- Born: 22 November 1944 Wem, Shropshire, UK
- Died: 4 August 2016 (aged 71) Valencia, Spain
- Branch: British Army
- Service years: 1962–1985

= Barry Davies (British Army soldier) =

British soldier (1944–2016)

Barry Davies, BEM (22 November 1944 – 18 April 2016) was a British Army infantry soldier who served with the Welsh Guards and the Special Air Service regiments. He was later a published author, and worked in television production.

==Early life==
Davies was born on 22 November 1944 during World War II, in Wem, in the county of Shropshire, where his father was a farmer.

==Military career==
In 1962 at the age of 18 he enlisted with the British Army's Welsh Guards, which he served with for 4 years. At the age of 22 he applied to join the Special Air Service Regiment, and having passed its selection course was transferred into it, and went on to have an extensive career with its squadrons for almost 20 years around the world, including in service in Northern Ireland during Operation Banner, Oman, Malaya, Africa and Latin America.

In 1977 he took part in an anti-terrorist operation to rescue 91 passengers of Lufthansa Flight 181 after the aeroplane had been hijacked at Mogadishu airport.
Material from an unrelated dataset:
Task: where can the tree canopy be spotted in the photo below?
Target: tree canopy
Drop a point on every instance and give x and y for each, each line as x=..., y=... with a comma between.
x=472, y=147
Davies had originally been sent to the scene to act as an observer and advisor, but once there ended up taking part in the armed assault on the plane to free the hostages, for which he was awarded the British Empire Medal.

==Post-military career==
Davies retired from the British Army in 1985, and found employment as a consultant and product development and sales executive with the Cardiff based B.C.B. International, Ltd., a military, police and survival equipment manufacturer.

He became a prolific author, publishing a number of books on the Special Air Service Regiment and survival guides, including Fire Magic: Hijack to Mogadishu (1994), S.A.S. Rescue (1997), Heroes of the S.A.S. (2000), S.A.S.: The Illustrated History (1996), Operation Royal Blood (2001), S.A.S.: Shadow warriors of the 21st Century (2002), The Complete History of the S.A.S. (2011).

Davies was also employed as an advisor/presenter, and occasionally dramatically acted in British television productions based upon Special Forces' soldiering in the 1990s and early 2000s, including the documentary The Widow, the Terrorist & the S.A.S. (1996), S.A.S. Survival Guide: Escape, Evasion & Survival (1999), SAS: Are You Tough Enough? (2002–04), and 'Spymaster' (2004).

==Personal life==
Davies married four times and was the father of two children, a son and daughter from his second marriage.

==Death==
Davies died on 18 April 2016 from a heart attack in Valencia in Spain, where he had resided since the late 1990s.